Impresa sociale.
Il nuovo premier ne ha parlato mentre, ilare, proiettava slide sopra ad un muro di un nobile palazzo romano.
Alla Bocconi le hanno dedicato una mattinata, invitando a parlarne il “nuovo” che avanza come la Moratti, Bobba e la Melandri.
C’è tutto un fervore attorno all’Impresa Sociale, perché le aspettative sono davvero tante e siamo tutti qui a far segni apotropaici.
E’ credibile questa febbre da Impresa Sociale?
A mio avviso, sì e no.
Sì perché incontro continuamente gente che vorrebbe mettersi in gioco in attività che coniugano il business e tematiche sociali. A parte la mia esperienza, c’è davvero fervore attorno a questo che solo a prima vista potrebbe sembrare un ibrido tra il freddo mondo dell’azienda e il caldo mondo della solidarietà!
Quindi evviva la febbre.
Ma anche no, perché è febbre indotta da una lettura un po’ distorta della realtà.
Che le imprese debbano essere sociali – nei loro fini e nei loro mezzi – lo dissero persino i padri fondatori dell’economia moderna. Allargando lo sguardo, che la creazione di valore aggiunto non si debba fermare al solo dividendo è un’ovvietà fin troppo evidente. Guardate come l’industria automobilistica tedesca ha superato la crisi un decennio fa, con quale concertazione dei fini e dei mezzi tra le parti sociali e paragonatela con un’industria a caso dell’automobile in Italia, una che ha creato il deserto attorno a sé e dentro di sé, lasciando a noi le macerie e agli azionisti i soldi.
Quindi, benissimo, venga un mercato nuovo – che sia mercato davvero – per le imprese sociali, propriamente dette, quelle che operano in determinati ambiti.
Ma ricordiamo che
– le imprese “asociali” agiscono contro la comunità, e quindi la politica dovrebbe guardare anche in quella direzione, per rilevarne la dannosità
– le imprese sociali hanno bisogno di un mercato, e leggere sulla twitter-cronaca del convegno riportata da Vita che un assessore di Brescia dica che la competizione non crea efficienza, che la sua città sarà a “zero gare”, mi fa stare male: vedo e prevedo un prolungamento di consociativismo affaristico del business sociale
– le questioni legislative sono fondamentali e bisognava urlare nella sede della prestigiosa Bocconi – ma non credo che l’abbiano fatto – che l’attuale legge sulle imprese sociali (D Lgs 155/06) è una CAGATA PAZZESCA (qui e qui le ragioni). Non credo in effetti che qualcuno abbia avuto il coraggio di farlo, ma avrebbero dovuto farlo. Nè credo che abbiano fatto i nomi e i cognomi di chi allora l’ha scritta e l’ha spinta fino a farla promulgare.

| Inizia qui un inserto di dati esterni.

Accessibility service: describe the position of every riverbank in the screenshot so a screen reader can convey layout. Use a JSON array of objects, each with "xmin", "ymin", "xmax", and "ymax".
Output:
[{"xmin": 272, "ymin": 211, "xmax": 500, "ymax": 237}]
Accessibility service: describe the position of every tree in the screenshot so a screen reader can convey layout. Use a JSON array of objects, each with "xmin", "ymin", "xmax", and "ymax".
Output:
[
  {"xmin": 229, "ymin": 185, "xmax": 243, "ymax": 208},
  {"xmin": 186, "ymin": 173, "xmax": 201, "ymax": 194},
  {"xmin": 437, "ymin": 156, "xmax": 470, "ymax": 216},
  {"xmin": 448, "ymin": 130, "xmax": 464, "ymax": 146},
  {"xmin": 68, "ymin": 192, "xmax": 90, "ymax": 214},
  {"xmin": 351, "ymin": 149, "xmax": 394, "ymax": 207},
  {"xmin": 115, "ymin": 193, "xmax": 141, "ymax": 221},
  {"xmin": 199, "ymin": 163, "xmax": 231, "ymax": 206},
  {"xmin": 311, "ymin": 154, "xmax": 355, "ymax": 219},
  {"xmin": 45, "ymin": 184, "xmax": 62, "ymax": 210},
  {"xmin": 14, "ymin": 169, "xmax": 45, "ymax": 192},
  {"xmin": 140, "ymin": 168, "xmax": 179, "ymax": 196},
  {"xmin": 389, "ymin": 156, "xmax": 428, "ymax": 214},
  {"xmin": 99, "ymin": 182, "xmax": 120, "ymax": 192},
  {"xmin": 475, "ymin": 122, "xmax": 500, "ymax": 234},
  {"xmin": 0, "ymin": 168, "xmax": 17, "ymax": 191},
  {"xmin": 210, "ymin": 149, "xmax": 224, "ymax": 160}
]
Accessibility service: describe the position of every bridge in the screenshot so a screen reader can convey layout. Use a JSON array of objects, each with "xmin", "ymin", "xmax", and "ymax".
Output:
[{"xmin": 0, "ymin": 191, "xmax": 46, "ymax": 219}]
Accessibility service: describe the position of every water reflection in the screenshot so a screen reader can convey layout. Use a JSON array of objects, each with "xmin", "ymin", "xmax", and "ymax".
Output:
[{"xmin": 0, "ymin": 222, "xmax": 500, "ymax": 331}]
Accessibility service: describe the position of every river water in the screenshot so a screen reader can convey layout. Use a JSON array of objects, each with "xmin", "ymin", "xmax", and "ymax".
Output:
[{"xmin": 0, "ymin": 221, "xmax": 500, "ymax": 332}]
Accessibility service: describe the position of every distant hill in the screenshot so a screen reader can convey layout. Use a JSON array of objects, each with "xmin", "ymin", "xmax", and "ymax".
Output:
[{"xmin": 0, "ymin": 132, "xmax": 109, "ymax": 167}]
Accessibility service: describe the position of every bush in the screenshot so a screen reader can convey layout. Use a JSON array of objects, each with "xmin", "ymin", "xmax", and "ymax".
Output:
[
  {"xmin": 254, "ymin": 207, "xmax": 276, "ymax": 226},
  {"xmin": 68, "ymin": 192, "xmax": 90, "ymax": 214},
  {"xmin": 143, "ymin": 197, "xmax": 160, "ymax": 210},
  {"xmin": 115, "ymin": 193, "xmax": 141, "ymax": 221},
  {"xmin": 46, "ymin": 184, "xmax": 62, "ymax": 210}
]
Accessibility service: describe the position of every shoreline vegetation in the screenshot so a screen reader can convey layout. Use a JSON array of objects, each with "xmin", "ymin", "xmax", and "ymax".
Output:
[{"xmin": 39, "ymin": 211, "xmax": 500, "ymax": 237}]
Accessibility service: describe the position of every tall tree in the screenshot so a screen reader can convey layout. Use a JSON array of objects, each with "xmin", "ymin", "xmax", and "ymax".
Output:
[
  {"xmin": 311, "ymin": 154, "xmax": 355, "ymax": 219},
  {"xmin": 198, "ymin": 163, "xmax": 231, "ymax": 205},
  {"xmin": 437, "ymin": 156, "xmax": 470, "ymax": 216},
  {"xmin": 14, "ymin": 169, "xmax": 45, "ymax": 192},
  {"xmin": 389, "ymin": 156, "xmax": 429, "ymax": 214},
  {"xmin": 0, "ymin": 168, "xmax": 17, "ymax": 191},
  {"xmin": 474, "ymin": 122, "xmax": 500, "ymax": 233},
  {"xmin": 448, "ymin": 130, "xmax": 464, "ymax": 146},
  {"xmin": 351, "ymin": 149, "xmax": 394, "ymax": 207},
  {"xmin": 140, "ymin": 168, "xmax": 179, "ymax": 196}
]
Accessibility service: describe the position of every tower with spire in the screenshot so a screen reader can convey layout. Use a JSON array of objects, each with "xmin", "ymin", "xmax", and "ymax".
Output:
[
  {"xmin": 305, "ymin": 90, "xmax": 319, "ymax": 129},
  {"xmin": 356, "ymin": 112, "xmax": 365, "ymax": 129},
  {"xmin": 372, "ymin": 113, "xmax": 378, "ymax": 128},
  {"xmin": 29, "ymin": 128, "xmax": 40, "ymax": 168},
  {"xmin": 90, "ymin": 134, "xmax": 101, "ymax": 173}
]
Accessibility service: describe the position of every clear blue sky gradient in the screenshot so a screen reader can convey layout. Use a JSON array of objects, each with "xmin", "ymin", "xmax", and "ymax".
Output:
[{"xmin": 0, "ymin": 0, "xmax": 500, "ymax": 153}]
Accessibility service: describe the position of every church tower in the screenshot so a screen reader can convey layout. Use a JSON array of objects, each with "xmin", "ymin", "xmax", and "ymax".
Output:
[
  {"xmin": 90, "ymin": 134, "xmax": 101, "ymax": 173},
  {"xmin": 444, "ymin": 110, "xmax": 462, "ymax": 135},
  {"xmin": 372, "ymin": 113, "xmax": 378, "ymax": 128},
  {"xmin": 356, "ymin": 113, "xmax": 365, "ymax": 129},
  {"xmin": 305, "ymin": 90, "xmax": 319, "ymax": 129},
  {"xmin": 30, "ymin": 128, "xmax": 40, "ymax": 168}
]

Ricordo infine una regola aurea sui trend topica del non profit.
Parlare dell’impresa sociale a vanvera, affermando che porterà un sacco di lavoro, aprirà nuovi orizzonti (tutte cose che anch’io auspico ma me lo dico tra me e me) porta una sfiga pazzesca. Credeteci, è così!
Nella classifica degli argomenti che nel non profit portano sfiga l’impresa sociale è seconda soltanto alla sussidiarietà orizzontale, quella che avrebbe dovuto far diventare le non profit i primi attori del cambiamento sociale riconosciuti in questo dalla costituzione. La burocrazia si è fatta una crassa risata e ci ha trattato peggio che prima!
Quindi, moderazione! Perché mentre ai Bobba, alle Moratti e compagnia cantando si possono opporre argomenti, con la sfiga non c’è possibilità di passarla liscia!
Carlo Mazzini
2 commenti
io invece penso sia solo marketing anche perché da imprenditrice sociale in start up è un anno che cerco e NON trovo cooperazione e comprensione neppure tra gli imprenditori del sociale ergo!
Se da un lato mi dispiace per lei e per la sua iniziativa (ma vedrà che si rifarà), dall’altra ritengo per la discussione pubblica le testimonianze come la sua siano utili. Magari qualcuno si dà una regolata e la smette di prospettare sempre le magnifiche sorti e progressive dell’impresa sociale!
Oppure la sua è davvero un’idea che non si ritiene possa essere business oriented. Questo io non lo posso giudicare perché non so valutare il business degli altri. La ringrazio per l’amara testimonianza.